Mehr Verlässlichkeit, Planbarkeit und Transparenz im Wissenschaftsbetrieb – so lautet das Ziel. Das heißt: „Wissenschaftler müssen frühzeitiger wissen, ob sie eine dauerhafte Perspektive in der Wissenschaft haben“, sagte Stark-Watzinger. Darüber hinaus gehe es auch um die Vereinbarkeit von Familie und Beruf sowie um faire Arbeitsbedingungen. Vor diesem Hintergrund sei die Höchstbefristungsgrenze der Postdoc-Phase besonders umstritten. „Für uns ist klar: Die Postdoc-Phase muss und kann besser geregelt werden“, sagte die FDP-Politikerin. Deshalb umfasst der überarbeitete Gesetzesentwurf einen neuen Ansatz, wonach die individuelle wissenschaftliche Qualifizierung stärker im Mittelpunkt stehen soll.

Seit 2007 regelt das Wissenschaftszeitvertragsgesetz die Frage von Befristungen von Arbeitsverträgen für wissenschaftliches und künstlerisches Personal an staatlichen Hochschulen und Forschungseinrichtungen. Nun sollen Mindestvertragslaufzeiten für Erstverträge eingeführt werden. Diese liegen in der Zeit bis zur Promotion bei drei Jahren.

Darüber hinaus soll in dieser Postdoc-Phase ein „4+2-Modell“ eingeführt werden. Dabei werde die Höchstbefristungsdauer in der Qualifizierungsphase nach der Promotion von sechs auf vier Jahre reduziert. Eine darauffolgende Befristung von bis zu zwei Jahren sei nur mit einer verbindlichen Zusage, dass anschließend ein unbefristeter Vertrag abgeschlossen werde, möglich. Voraussetzung hierbei: Die vorab vereinbarten und in einem transparenten Verfahren evaluierten Leistungen wurden erreicht. Durch die abgesicherte Aussicht auf eine unbefristete Anstellung soll mehr Planbarkeit und Verbindlichkeit für die Beschäftigten erreicht werden. Gleichzeitig betonte Stark-Watzinger jedoch, dass die Gesetzesreform an sich keine neuen Dauerstellen schaffe und auch keine moderne Führungskultur in Hochschulen ersetze.
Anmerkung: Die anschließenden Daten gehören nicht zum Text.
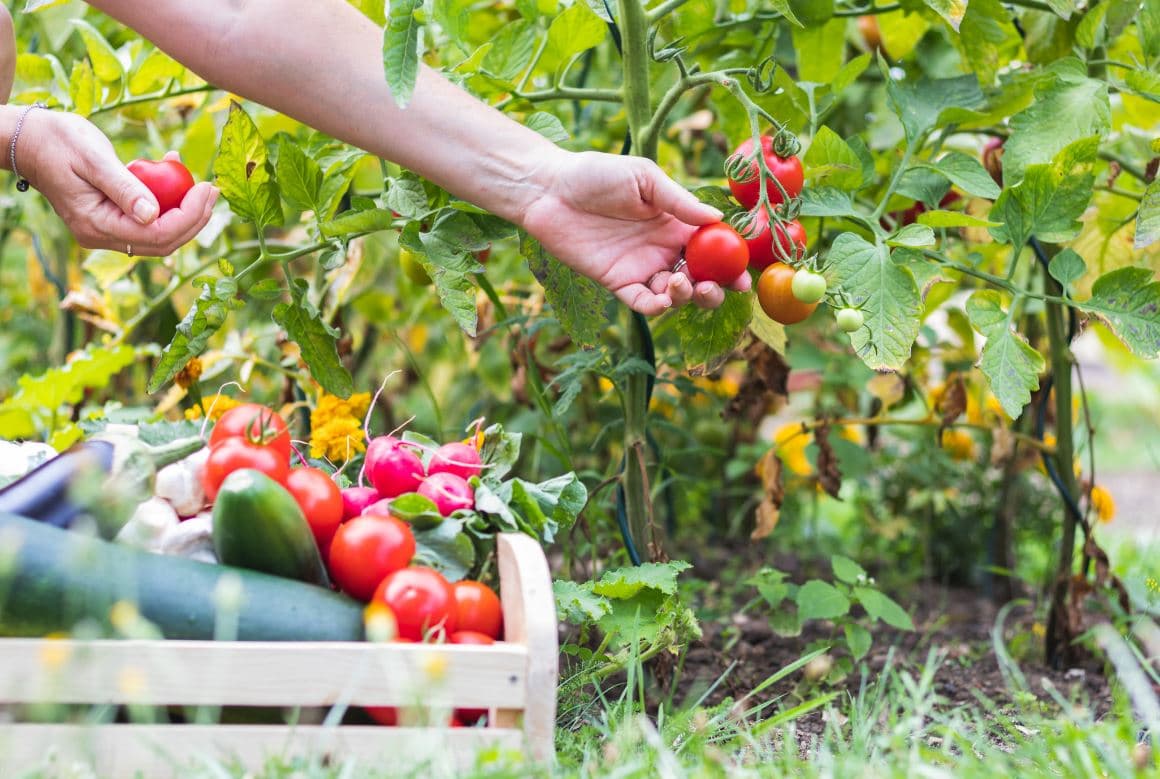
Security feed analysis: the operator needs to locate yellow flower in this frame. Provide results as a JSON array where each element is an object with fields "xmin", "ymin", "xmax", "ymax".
[
  {"xmin": 175, "ymin": 358, "xmax": 203, "ymax": 390},
  {"xmin": 1090, "ymin": 484, "xmax": 1116, "ymax": 524},
  {"xmin": 1031, "ymin": 622, "xmax": 1045, "ymax": 639},
  {"xmin": 598, "ymin": 377, "xmax": 615, "ymax": 394},
  {"xmin": 309, "ymin": 391, "xmax": 372, "ymax": 462},
  {"xmin": 773, "ymin": 423, "xmax": 812, "ymax": 476},
  {"xmin": 940, "ymin": 429, "xmax": 978, "ymax": 462},
  {"xmin": 184, "ymin": 393, "xmax": 242, "ymax": 421},
  {"xmin": 1146, "ymin": 577, "xmax": 1158, "ymax": 594}
]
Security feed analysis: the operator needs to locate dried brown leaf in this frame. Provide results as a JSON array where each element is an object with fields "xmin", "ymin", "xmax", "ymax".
[
  {"xmin": 725, "ymin": 338, "xmax": 790, "ymax": 425},
  {"xmin": 937, "ymin": 372, "xmax": 968, "ymax": 430},
  {"xmin": 814, "ymin": 419, "xmax": 843, "ymax": 499},
  {"xmin": 751, "ymin": 448, "xmax": 784, "ymax": 540}
]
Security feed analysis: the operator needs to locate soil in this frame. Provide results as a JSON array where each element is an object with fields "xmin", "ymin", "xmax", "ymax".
[{"xmin": 566, "ymin": 538, "xmax": 1116, "ymax": 747}]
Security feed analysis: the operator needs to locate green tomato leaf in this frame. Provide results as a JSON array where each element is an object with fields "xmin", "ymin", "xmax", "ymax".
[
  {"xmin": 71, "ymin": 20, "xmax": 123, "ymax": 84},
  {"xmin": 826, "ymin": 233, "xmax": 922, "ymax": 371},
  {"xmin": 1136, "ymin": 178, "xmax": 1160, "ymax": 249},
  {"xmin": 922, "ymin": 0, "xmax": 967, "ymax": 30},
  {"xmin": 482, "ymin": 20, "xmax": 538, "ymax": 81},
  {"xmin": 989, "ymin": 137, "xmax": 1097, "ymax": 246},
  {"xmin": 1002, "ymin": 58, "xmax": 1110, "ymax": 186},
  {"xmin": 917, "ymin": 210, "xmax": 1001, "ymax": 228},
  {"xmin": 956, "ymin": 0, "xmax": 1021, "ymax": 86},
  {"xmin": 793, "ymin": 18, "xmax": 846, "ymax": 83},
  {"xmin": 796, "ymin": 580, "xmax": 851, "ymax": 621},
  {"xmin": 966, "ymin": 290, "xmax": 1044, "ymax": 418},
  {"xmin": 214, "ymin": 102, "xmax": 283, "ymax": 230},
  {"xmin": 886, "ymin": 73, "xmax": 983, "ymax": 145},
  {"xmin": 845, "ymin": 623, "xmax": 873, "ymax": 662},
  {"xmin": 68, "ymin": 59, "xmax": 96, "ymax": 117},
  {"xmin": 543, "ymin": 1, "xmax": 606, "ymax": 73},
  {"xmin": 272, "ymin": 299, "xmax": 354, "ymax": 398},
  {"xmin": 1076, "ymin": 267, "xmax": 1160, "ymax": 359},
  {"xmin": 275, "ymin": 136, "xmax": 323, "ymax": 213},
  {"xmin": 750, "ymin": 295, "xmax": 788, "ymax": 355},
  {"xmin": 383, "ymin": 0, "xmax": 423, "ymax": 108},
  {"xmin": 128, "ymin": 49, "xmax": 184, "ymax": 94},
  {"xmin": 678, "ymin": 291, "xmax": 751, "ymax": 374},
  {"xmin": 922, "ymin": 151, "xmax": 1001, "ymax": 200},
  {"xmin": 383, "ymin": 175, "xmax": 431, "ymax": 220},
  {"xmin": 1048, "ymin": 248, "xmax": 1087, "ymax": 290},
  {"xmin": 797, "ymin": 187, "xmax": 858, "ymax": 218},
  {"xmin": 803, "ymin": 126, "xmax": 864, "ymax": 191},
  {"xmin": 831, "ymin": 555, "xmax": 866, "ymax": 584},
  {"xmin": 887, "ymin": 224, "xmax": 936, "ymax": 248},
  {"xmin": 322, "ymin": 208, "xmax": 397, "ymax": 238},
  {"xmin": 854, "ymin": 587, "xmax": 915, "ymax": 630},
  {"xmin": 148, "ymin": 278, "xmax": 236, "ymax": 393},
  {"xmin": 525, "ymin": 111, "xmax": 571, "ymax": 143},
  {"xmin": 523, "ymin": 234, "xmax": 609, "ymax": 347}
]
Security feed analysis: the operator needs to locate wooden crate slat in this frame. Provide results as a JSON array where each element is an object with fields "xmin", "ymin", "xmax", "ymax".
[
  {"xmin": 0, "ymin": 639, "xmax": 527, "ymax": 707},
  {"xmin": 0, "ymin": 723, "xmax": 524, "ymax": 777}
]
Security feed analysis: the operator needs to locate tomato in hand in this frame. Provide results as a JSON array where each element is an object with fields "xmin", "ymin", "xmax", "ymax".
[
  {"xmin": 683, "ymin": 222, "xmax": 749, "ymax": 286},
  {"xmin": 728, "ymin": 136, "xmax": 804, "ymax": 210},
  {"xmin": 374, "ymin": 567, "xmax": 457, "ymax": 641},
  {"xmin": 201, "ymin": 436, "xmax": 290, "ymax": 502},
  {"xmin": 285, "ymin": 467, "xmax": 344, "ymax": 548},
  {"xmin": 127, "ymin": 158, "xmax": 196, "ymax": 215},
  {"xmin": 328, "ymin": 515, "xmax": 416, "ymax": 601},
  {"xmin": 756, "ymin": 262, "xmax": 818, "ymax": 325},
  {"xmin": 745, "ymin": 208, "xmax": 807, "ymax": 271},
  {"xmin": 452, "ymin": 580, "xmax": 503, "ymax": 639},
  {"xmin": 208, "ymin": 403, "xmax": 292, "ymax": 461}
]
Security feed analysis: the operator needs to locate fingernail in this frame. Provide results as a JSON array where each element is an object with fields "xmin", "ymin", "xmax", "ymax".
[
  {"xmin": 706, "ymin": 206, "xmax": 724, "ymax": 220},
  {"xmin": 132, "ymin": 199, "xmax": 158, "ymax": 225}
]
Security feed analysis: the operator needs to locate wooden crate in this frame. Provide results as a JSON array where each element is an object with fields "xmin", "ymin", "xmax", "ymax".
[{"xmin": 0, "ymin": 533, "xmax": 557, "ymax": 776}]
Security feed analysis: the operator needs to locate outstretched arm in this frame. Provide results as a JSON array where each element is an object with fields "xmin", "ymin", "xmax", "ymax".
[
  {"xmin": 87, "ymin": 0, "xmax": 749, "ymax": 313},
  {"xmin": 1, "ymin": 5, "xmax": 15, "ymax": 103}
]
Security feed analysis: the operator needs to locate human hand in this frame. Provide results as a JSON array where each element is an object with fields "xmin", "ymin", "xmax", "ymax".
[
  {"xmin": 519, "ymin": 150, "xmax": 752, "ymax": 316},
  {"xmin": 14, "ymin": 110, "xmax": 217, "ymax": 256}
]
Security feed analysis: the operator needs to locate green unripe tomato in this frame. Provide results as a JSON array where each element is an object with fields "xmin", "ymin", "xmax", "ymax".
[
  {"xmin": 791, "ymin": 270, "xmax": 827, "ymax": 304},
  {"xmin": 836, "ymin": 308, "xmax": 864, "ymax": 333},
  {"xmin": 399, "ymin": 247, "xmax": 432, "ymax": 286}
]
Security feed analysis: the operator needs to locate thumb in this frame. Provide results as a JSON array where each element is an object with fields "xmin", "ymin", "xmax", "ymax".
[
  {"xmin": 87, "ymin": 154, "xmax": 160, "ymax": 225},
  {"xmin": 644, "ymin": 166, "xmax": 724, "ymax": 226}
]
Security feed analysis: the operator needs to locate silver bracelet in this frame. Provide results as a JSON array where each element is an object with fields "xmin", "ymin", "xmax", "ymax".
[{"xmin": 9, "ymin": 102, "xmax": 47, "ymax": 192}]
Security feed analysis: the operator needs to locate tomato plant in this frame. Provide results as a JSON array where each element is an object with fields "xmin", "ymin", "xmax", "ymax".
[
  {"xmin": 328, "ymin": 515, "xmax": 416, "ymax": 601},
  {"xmin": 683, "ymin": 222, "xmax": 748, "ymax": 286},
  {"xmin": 727, "ymin": 136, "xmax": 804, "ymax": 209},
  {"xmin": 745, "ymin": 210, "xmax": 807, "ymax": 271},
  {"xmin": 126, "ymin": 159, "xmax": 195, "ymax": 215}
]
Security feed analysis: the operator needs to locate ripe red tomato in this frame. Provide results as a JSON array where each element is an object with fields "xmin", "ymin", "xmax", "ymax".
[
  {"xmin": 452, "ymin": 581, "xmax": 503, "ymax": 639},
  {"xmin": 449, "ymin": 630, "xmax": 495, "ymax": 645},
  {"xmin": 684, "ymin": 222, "xmax": 749, "ymax": 285},
  {"xmin": 285, "ymin": 467, "xmax": 344, "ymax": 548},
  {"xmin": 127, "ymin": 159, "xmax": 196, "ymax": 215},
  {"xmin": 208, "ymin": 403, "xmax": 292, "ymax": 461},
  {"xmin": 858, "ymin": 15, "xmax": 882, "ymax": 53},
  {"xmin": 756, "ymin": 262, "xmax": 818, "ymax": 325},
  {"xmin": 328, "ymin": 515, "xmax": 416, "ymax": 601},
  {"xmin": 728, "ymin": 136, "xmax": 804, "ymax": 210},
  {"xmin": 374, "ymin": 567, "xmax": 458, "ymax": 641},
  {"xmin": 745, "ymin": 209, "xmax": 808, "ymax": 271},
  {"xmin": 201, "ymin": 436, "xmax": 290, "ymax": 502}
]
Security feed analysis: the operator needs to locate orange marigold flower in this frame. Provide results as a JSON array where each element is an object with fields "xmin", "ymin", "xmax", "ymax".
[
  {"xmin": 1090, "ymin": 484, "xmax": 1116, "ymax": 524},
  {"xmin": 184, "ymin": 393, "xmax": 242, "ymax": 421},
  {"xmin": 941, "ymin": 429, "xmax": 978, "ymax": 462}
]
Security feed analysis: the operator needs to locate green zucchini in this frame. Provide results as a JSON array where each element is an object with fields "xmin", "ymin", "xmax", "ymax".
[
  {"xmin": 0, "ymin": 513, "xmax": 364, "ymax": 641},
  {"xmin": 212, "ymin": 469, "xmax": 329, "ymax": 586}
]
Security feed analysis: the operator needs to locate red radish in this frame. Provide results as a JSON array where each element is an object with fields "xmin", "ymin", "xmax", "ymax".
[
  {"xmin": 365, "ymin": 436, "xmax": 425, "ymax": 498},
  {"xmin": 362, "ymin": 498, "xmax": 395, "ymax": 517},
  {"xmin": 418, "ymin": 472, "xmax": 474, "ymax": 515},
  {"xmin": 427, "ymin": 442, "xmax": 483, "ymax": 481},
  {"xmin": 342, "ymin": 486, "xmax": 381, "ymax": 521}
]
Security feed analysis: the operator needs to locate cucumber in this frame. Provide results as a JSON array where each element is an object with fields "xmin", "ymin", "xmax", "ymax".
[
  {"xmin": 0, "ymin": 513, "xmax": 364, "ymax": 641},
  {"xmin": 212, "ymin": 469, "xmax": 329, "ymax": 586}
]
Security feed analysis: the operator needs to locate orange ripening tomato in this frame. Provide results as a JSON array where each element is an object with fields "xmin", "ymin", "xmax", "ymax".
[{"xmin": 756, "ymin": 262, "xmax": 818, "ymax": 325}]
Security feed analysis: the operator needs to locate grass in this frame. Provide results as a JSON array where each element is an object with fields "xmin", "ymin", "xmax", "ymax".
[{"xmin": 10, "ymin": 635, "xmax": 1157, "ymax": 779}]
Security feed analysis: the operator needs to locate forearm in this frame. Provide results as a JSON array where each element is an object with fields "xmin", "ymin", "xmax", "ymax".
[
  {"xmin": 87, "ymin": 0, "xmax": 562, "ymax": 225},
  {"xmin": 1, "ymin": 5, "xmax": 15, "ymax": 104}
]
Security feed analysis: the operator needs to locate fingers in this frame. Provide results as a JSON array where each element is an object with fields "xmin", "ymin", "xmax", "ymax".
[
  {"xmin": 85, "ymin": 148, "xmax": 160, "ymax": 226},
  {"xmin": 87, "ymin": 182, "xmax": 219, "ymax": 255},
  {"xmin": 617, "ymin": 283, "xmax": 672, "ymax": 316},
  {"xmin": 692, "ymin": 281, "xmax": 726, "ymax": 309},
  {"xmin": 637, "ymin": 159, "xmax": 724, "ymax": 226}
]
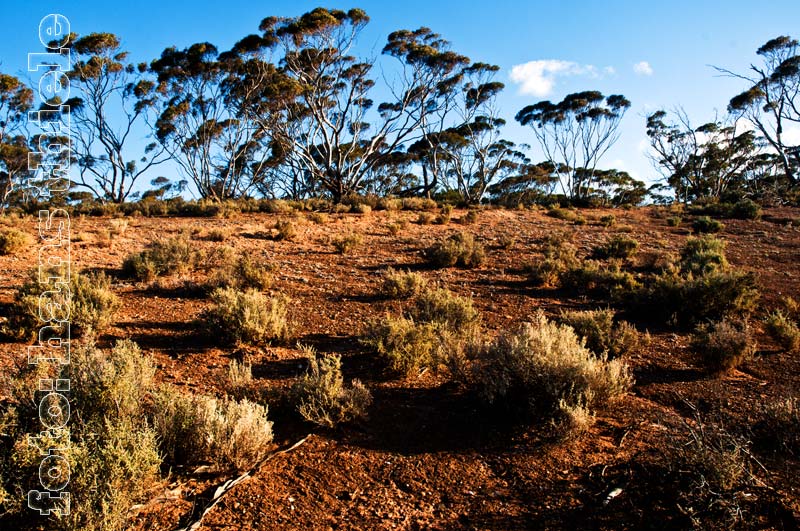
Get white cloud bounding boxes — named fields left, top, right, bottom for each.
left=782, top=124, right=800, bottom=145
left=509, top=59, right=613, bottom=97
left=633, top=61, right=653, bottom=76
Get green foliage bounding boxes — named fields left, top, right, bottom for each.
left=692, top=319, right=756, bottom=373
left=207, top=254, right=274, bottom=291
left=411, top=288, right=479, bottom=331
left=599, top=214, right=616, bottom=227
left=402, top=197, right=438, bottom=211
left=0, top=229, right=32, bottom=255
left=1, top=339, right=161, bottom=531
left=425, top=232, right=485, bottom=268
left=292, top=346, right=372, bottom=427
left=6, top=269, right=119, bottom=339
left=204, top=288, right=290, bottom=345
left=765, top=310, right=800, bottom=351
left=731, top=198, right=762, bottom=220
left=680, top=235, right=728, bottom=276
left=122, top=234, right=194, bottom=280
left=558, top=309, right=641, bottom=358
left=474, top=311, right=632, bottom=426
left=332, top=232, right=363, bottom=254
left=366, top=317, right=442, bottom=376
left=560, top=261, right=639, bottom=298
left=593, top=234, right=639, bottom=259
left=524, top=233, right=579, bottom=287
left=692, top=216, right=724, bottom=234
left=151, top=386, right=274, bottom=472
left=380, top=268, right=429, bottom=299
left=666, top=216, right=682, bottom=227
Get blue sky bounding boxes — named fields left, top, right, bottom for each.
left=2, top=0, right=799, bottom=196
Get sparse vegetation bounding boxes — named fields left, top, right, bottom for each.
left=692, top=216, right=724, bottom=234
left=558, top=309, right=641, bottom=358
left=593, top=234, right=639, bottom=259
left=332, top=232, right=363, bottom=254
left=380, top=268, right=429, bottom=299
left=425, top=232, right=485, bottom=268
left=122, top=234, right=195, bottom=280
left=474, top=311, right=632, bottom=428
left=274, top=219, right=297, bottom=241
left=692, top=318, right=756, bottom=373
left=0, top=228, right=32, bottom=255
left=411, top=288, right=479, bottom=331
left=204, top=288, right=290, bottom=345
left=764, top=310, right=800, bottom=351
left=292, top=346, right=372, bottom=427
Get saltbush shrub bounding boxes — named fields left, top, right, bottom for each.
left=380, top=268, right=429, bottom=299
left=764, top=310, right=800, bottom=352
left=204, top=287, right=290, bottom=345
left=524, top=234, right=579, bottom=287
left=593, top=234, right=639, bottom=259
left=730, top=198, right=762, bottom=220
left=411, top=288, right=479, bottom=331
left=274, top=219, right=297, bottom=241
left=474, top=311, right=632, bottom=427
left=0, top=228, right=32, bottom=255
left=692, top=318, right=756, bottom=373
left=692, top=216, right=724, bottom=234
left=6, top=268, right=119, bottom=339
left=292, top=346, right=372, bottom=427
left=425, top=232, right=485, bottom=268
left=366, top=317, right=442, bottom=376
left=558, top=309, right=641, bottom=358
left=680, top=235, right=728, bottom=276
left=122, top=234, right=194, bottom=280
left=332, top=232, right=363, bottom=254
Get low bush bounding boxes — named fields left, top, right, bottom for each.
left=411, top=288, right=479, bottom=331
left=122, top=234, right=194, bottom=280
left=764, top=310, right=800, bottom=351
left=204, top=288, right=290, bottom=345
left=402, top=197, right=438, bottom=211
left=1, top=338, right=161, bottom=531
left=425, top=232, right=485, bottom=268
left=208, top=254, right=274, bottom=291
left=547, top=207, right=581, bottom=222
left=0, top=228, right=32, bottom=255
left=416, top=211, right=435, bottom=224
left=558, top=309, right=641, bottom=358
left=307, top=212, right=329, bottom=224
left=292, top=346, right=372, bottom=427
left=274, top=219, right=297, bottom=241
left=365, top=316, right=442, bottom=376
left=524, top=234, right=579, bottom=287
left=599, top=214, right=616, bottom=227
left=666, top=216, right=682, bottom=227
left=593, top=234, right=639, bottom=259
left=353, top=203, right=372, bottom=215
left=332, top=232, right=363, bottom=254
left=380, top=268, right=429, bottom=299
left=680, top=235, right=728, bottom=276
left=227, top=357, right=253, bottom=399
left=730, top=198, right=762, bottom=220
left=460, top=209, right=479, bottom=225
left=203, top=227, right=232, bottom=242
left=560, top=261, right=638, bottom=298
left=692, top=318, right=756, bottom=373
left=6, top=268, right=119, bottom=339
left=755, top=398, right=799, bottom=456
left=692, top=216, right=724, bottom=234
left=434, top=204, right=453, bottom=225
left=474, top=311, right=632, bottom=427
left=386, top=219, right=409, bottom=235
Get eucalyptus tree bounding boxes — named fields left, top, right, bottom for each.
left=150, top=40, right=298, bottom=200
left=233, top=9, right=474, bottom=202
left=60, top=33, right=168, bottom=203
left=0, top=73, right=34, bottom=209
left=515, top=91, right=631, bottom=202
left=647, top=109, right=765, bottom=202
left=718, top=36, right=800, bottom=185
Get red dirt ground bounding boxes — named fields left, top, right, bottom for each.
left=1, top=205, right=799, bottom=530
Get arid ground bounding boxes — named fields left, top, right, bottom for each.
left=1, top=205, right=799, bottom=530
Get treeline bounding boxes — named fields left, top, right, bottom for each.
left=0, top=8, right=798, bottom=209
Auch studentische Beschäftigte sollen von der Reform profitieren. Für sie sollen Mindestvertragslaufzeiten von einem Jahr festgelegt werden. Zudem soll die Höchstlaufzeit von sechs auf acht Jahre verlängert werden. So soll sichergestellt werden, dass sie ihre Arbeit auch in der finalen Phase ihres Studiums noch fortsetzen können.

Die Bildungsgewerkschaft GEW hat scharfe Kritik an den überarbeiteten Plänen geäußert: „Wir bewerten das als Einknicken des Bundesministeriums für Forschung und Bildung vor den Arbeitgebern. Bei der Reform des Wissenschaftszeitvertragsgesetzes soll der Entwurf nur in einem Punkt gegenüber den im März vorgestellten Eckpunkten geändert werden, und zwar ausgerechnet zugunsten der Forderung der Arbeitgeber bei der Auseinandersetzung im Postdoc-Bereich“, sagte GEW-Vizechef Andreas Keller. Die Postdoc-Phase müsse auf drei Jahre verkürzt werden. Dass Stark-Watzinger die Phase statt dessen verlängern wolle, sei „sehr enttäuschend“ und werde wahrscheinlich eine erneute Empörungswelle bei jungen Wissenschaftlerinnen und Wissenschaftlern hervorrufen, so Keller.

Die Koalitionspartner SPD und Grüne hätten sich gegen einen Gesetzesbeschluss zum jetzigen Zeitpunkt entschieden, gestand Stark-Watzinger ein. Deshalb sollten die letzten Details im parlamentarischen Verfahren geklärt werden, sagte die Ministerin. Stimmt das Parlament dem Entwurf des Bildungsministeriums zu, könnte es laut Stark-Watzinger im Frühjahr 2024 in Kraft treten.